CollateX refuses Json input #76

hlapin · 2020-10-20T15:57:31Z

Not sure if this repo is being maintained.
Possibly a version of #44
json of tokenized witnesses in order A (working.txt) works; in order B (nonworking.txt) collatex returns an error
Hand editing nonworking.txt so that the witnesses and array of tokens are in the same order returns alignment.
Sending data to collatex via REST

nonworking.txt
working.txt

rhdekker · 2020-11-04T16:34:22Z

Hi Hayim, I am able to reproduce the error.I am not yet sure what is causing it. The algorithm detects a transposition but then it the processing of the transposition something unexpected happens.

rhdekker · 2020-11-04T19:27:15Z

During the alignment the algorithm traverses the graph. It turns out that not all the nodes are visited. The graph contains 29 nodes (excluding the start and end vertices) and only 20 (including the start vertex) are visited. The question now becomes why that is the case.

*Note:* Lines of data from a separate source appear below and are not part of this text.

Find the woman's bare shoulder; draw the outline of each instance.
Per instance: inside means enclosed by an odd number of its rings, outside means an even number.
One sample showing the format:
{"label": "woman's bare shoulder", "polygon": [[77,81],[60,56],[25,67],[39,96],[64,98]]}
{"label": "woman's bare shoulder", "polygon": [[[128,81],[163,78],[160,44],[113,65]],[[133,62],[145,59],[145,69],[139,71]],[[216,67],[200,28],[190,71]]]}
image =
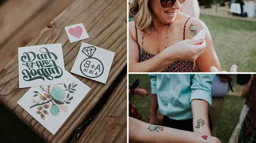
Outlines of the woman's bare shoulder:
{"label": "woman's bare shoulder", "polygon": [[186,39],[192,39],[201,30],[206,27],[206,24],[201,20],[191,17],[186,25],[185,30]]}
{"label": "woman's bare shoulder", "polygon": [[133,21],[129,22],[129,36],[131,36],[133,40],[136,40],[136,30],[135,25]]}

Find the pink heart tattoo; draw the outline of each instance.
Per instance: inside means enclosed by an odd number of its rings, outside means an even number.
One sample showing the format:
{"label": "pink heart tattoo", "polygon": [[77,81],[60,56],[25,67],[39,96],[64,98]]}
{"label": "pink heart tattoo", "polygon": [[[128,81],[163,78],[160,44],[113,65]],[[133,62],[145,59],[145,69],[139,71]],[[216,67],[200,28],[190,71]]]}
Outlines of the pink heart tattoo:
{"label": "pink heart tattoo", "polygon": [[206,140],[207,139],[207,138],[208,137],[208,136],[206,135],[204,135],[201,137],[202,137],[202,138],[203,138],[204,139],[205,139]]}
{"label": "pink heart tattoo", "polygon": [[74,28],[70,28],[69,29],[68,32],[70,34],[76,38],[80,38],[81,35],[82,35],[82,29],[81,27],[78,26],[75,27]]}

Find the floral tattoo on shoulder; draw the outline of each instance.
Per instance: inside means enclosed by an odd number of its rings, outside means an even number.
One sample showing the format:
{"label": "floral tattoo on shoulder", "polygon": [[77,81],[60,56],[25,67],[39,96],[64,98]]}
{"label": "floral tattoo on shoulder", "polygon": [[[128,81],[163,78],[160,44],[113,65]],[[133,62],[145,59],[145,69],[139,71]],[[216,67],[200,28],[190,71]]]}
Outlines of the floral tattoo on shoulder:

hlapin · 2020-11-04T20:29:22Z

Thank you for looking at this. It is very vexing b/c it appears unpredictable.

rhdekker · 2020-11-07T22:13:41Z

I replaced the graph traversal algorithm with a well known true and tested algorithm and it did not change the result. With this specific dataset for some reason not the whole graph is traversed. So I will need to look into it further.

hlapin · 2020-11-07T23:13:26Z

Thank you. I have reproduced this with other datasets. If you want another working dataset for comparison please let me know. FWIW, I have checked for hidden control characters etc., but could not find any.

…

On Sat, Nov 7, 2020 at 5:13 PM Ronald Haentjens Dekker < ***@***.***> wrote: I replaced the graph traversal algorithm with a well known true and tested algorithm and it did not change the result. With this specific dataset for some reason not the whole graph is traversed. So I will need to look into it further. — You are receiving this because you modified the open/close state. Reply to this email directly, view it on GitHub <#76 (comment)>, or unsubscribe <https://github.com/notifications/unsubscribe-auth/AAIFDTOLR2QRZ6T72BYN6I3SOXBCBANCNFSM4SYRTHDA> .

rhdekker · 2020-11-09T23:08:02Z

Still investigating. Do you have a dataset that triggers this bug in a roman language by any chance? I understand that this is a weird request maybe, but I have a hard time figuring out what tokens should be aligned or transposed because I can't read the Hebrew text. Right now the algorithm states that 004-P179204:16:'השנ' and 004-P179204:17:'הרת' are transposed compared to the previous witnesses. Does that sound plausible to you?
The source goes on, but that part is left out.